Our next stop was Two Lights State Park. This was supposedly a good spot to hear/see Northern Saw-whet Owls (NSWOs). After a short walk to the parking lot we spent some time calling for NSWOs with no luck, however on our walk back we heard a shrilling call of some mammal. Brendan thought it may have been a fox or fisher cat, but it didn't repeat its call so we did not fully ID it.
We then went to Crescent Beach State Park, another good area for GHOWs and NSWOs. We spent some listening and looking in the trees for any owl silhouettes, but again, we had no luck. Several in the group heard a distant GHOW perform a short burst of song, but again, not everybody heard it to be 100% convinced. Besides, at this point our desire to hear/see owls was getting to our heads!
Moving on, we stopped by the entrance to a property owned by the Sprague Corporation where we have heard there has been a NSWO for the past several years who has been rather chatty. Besides being spooked by ice cracking very loudly on a nearby pond, we had no luck finding any owls... Our worst fears were starting to come true. Maybe this MYBC outing would turn out to be a bust.

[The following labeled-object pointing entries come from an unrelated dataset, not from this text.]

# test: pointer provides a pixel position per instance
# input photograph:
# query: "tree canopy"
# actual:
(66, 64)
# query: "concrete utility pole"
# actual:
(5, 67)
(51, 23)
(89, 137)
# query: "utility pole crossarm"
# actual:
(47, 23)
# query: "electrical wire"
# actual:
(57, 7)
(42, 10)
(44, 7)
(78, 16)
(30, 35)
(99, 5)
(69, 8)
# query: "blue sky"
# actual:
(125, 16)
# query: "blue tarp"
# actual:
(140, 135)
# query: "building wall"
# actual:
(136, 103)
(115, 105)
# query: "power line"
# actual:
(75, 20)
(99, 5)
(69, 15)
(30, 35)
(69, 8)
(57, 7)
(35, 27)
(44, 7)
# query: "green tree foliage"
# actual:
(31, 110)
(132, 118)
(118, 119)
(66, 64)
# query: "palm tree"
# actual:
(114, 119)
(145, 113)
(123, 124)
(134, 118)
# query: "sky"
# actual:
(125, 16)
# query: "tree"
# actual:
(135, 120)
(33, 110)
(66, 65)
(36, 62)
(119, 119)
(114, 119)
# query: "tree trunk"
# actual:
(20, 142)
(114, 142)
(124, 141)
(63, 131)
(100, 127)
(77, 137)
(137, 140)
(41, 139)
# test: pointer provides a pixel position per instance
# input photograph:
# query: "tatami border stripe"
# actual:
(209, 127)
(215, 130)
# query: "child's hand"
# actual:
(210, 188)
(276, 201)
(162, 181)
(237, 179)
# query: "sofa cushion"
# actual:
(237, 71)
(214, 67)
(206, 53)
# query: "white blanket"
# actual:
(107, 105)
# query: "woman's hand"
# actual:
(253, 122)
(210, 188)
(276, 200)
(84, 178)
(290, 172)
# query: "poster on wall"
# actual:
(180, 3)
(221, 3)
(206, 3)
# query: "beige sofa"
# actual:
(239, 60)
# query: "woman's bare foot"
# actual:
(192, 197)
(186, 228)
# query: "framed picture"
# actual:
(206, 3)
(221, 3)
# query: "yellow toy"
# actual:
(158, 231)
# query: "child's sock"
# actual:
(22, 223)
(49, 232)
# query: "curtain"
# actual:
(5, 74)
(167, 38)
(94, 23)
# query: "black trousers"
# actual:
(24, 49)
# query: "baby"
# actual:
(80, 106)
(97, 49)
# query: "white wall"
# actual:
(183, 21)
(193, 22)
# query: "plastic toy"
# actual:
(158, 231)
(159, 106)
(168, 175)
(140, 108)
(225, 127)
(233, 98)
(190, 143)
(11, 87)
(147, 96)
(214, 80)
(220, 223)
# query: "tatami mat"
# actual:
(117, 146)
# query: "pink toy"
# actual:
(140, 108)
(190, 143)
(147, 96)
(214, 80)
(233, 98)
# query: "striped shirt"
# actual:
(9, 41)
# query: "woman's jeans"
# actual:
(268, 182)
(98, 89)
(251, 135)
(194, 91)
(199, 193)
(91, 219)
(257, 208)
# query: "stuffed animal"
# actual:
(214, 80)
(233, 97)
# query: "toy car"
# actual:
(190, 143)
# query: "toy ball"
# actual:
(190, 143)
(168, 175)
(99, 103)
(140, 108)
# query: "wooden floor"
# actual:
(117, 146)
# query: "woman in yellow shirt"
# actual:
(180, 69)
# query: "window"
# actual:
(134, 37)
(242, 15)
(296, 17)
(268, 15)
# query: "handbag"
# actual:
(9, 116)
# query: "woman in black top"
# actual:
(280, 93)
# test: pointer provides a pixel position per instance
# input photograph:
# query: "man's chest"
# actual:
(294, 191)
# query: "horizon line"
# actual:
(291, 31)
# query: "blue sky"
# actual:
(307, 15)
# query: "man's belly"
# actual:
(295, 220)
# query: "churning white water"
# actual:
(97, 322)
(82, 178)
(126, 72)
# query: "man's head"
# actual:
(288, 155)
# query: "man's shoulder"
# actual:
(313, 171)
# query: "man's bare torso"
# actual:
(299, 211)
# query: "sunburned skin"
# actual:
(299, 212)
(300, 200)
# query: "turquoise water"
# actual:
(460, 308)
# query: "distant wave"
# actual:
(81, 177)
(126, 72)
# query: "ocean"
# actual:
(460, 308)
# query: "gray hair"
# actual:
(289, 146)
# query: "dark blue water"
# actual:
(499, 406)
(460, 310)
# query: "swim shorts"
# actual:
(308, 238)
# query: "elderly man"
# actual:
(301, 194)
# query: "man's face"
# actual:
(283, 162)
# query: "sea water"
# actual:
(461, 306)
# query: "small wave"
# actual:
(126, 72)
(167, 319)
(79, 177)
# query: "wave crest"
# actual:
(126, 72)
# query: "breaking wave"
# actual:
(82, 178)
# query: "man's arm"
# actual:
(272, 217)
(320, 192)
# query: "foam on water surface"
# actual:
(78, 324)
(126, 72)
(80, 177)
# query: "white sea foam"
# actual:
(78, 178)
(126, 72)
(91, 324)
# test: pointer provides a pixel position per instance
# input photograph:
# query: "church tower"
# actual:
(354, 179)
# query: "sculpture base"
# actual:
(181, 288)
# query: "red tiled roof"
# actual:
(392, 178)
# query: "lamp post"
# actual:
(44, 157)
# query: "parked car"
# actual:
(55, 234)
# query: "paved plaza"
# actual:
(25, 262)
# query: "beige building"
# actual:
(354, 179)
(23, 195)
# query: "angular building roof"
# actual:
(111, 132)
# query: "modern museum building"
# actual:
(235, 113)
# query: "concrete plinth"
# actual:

On our way out to go to Prout's Neck, Seth noticed a small field off to the right that looked like it would be good habitat for owls. It was worth a shot, so we pulled off the side of the road and played a few NSWO songs in hopes for a response. We didn't hear a response from a NSWO, but SUCCESS!!! We all clearly heard a GHOW announce, "Who's awake? Me too!" off in the distance! We immediately drove down toward the tree line where it was heard and got out of our cars. To our amazement, the owl was directly in the tree above us! It took some processing time as there was some confusion with it being so early in the morning, but suddenly the owl took off from its perch and most were able to see the silhouette of it flying against the sky as dawn was just beginning to break.
Stopping briefly at Prout's Neck where there had been a report of the extremely-difficult-to-get Long-eared Owl, we did some playback to no success. But it was exhilarating to see some of the more common birds like Mourning Doves, Northern Cardinals, and Black-capped Chickadees begin to stir in the early morning and fly over our heads. We then focused on trying to get to some of the open marshland where we had our last chance to hear owls calling from a distance.
We rushed out to parts of the Scarborough Marsh, again with little success, but we did see a group of crows that began mobbing something, which we hoped was an owl, but sadly we couldn't get close enough to confirm it. We spent some time discussing owl facts as we definitely wanted this to be a learning event, but we eventually rounded out the day with only one confirmed owl on our "owlting".
But wait, there's more! As we gathered to send everyone off at the Maine Audubon Scarborough Marsh Center, several young birders saw Herring an Great Black-backed Gulls in the distance, as well as a small flock of Snow Buntings that flew over. As people were literally getting into their cars, Lena spotted a hawk(?) flying slowly in the distance. Upon further examination, it turned out to be a Peregrine Falcon with something in its talons! What a great way to end our "owlting" adventure with such a great bird.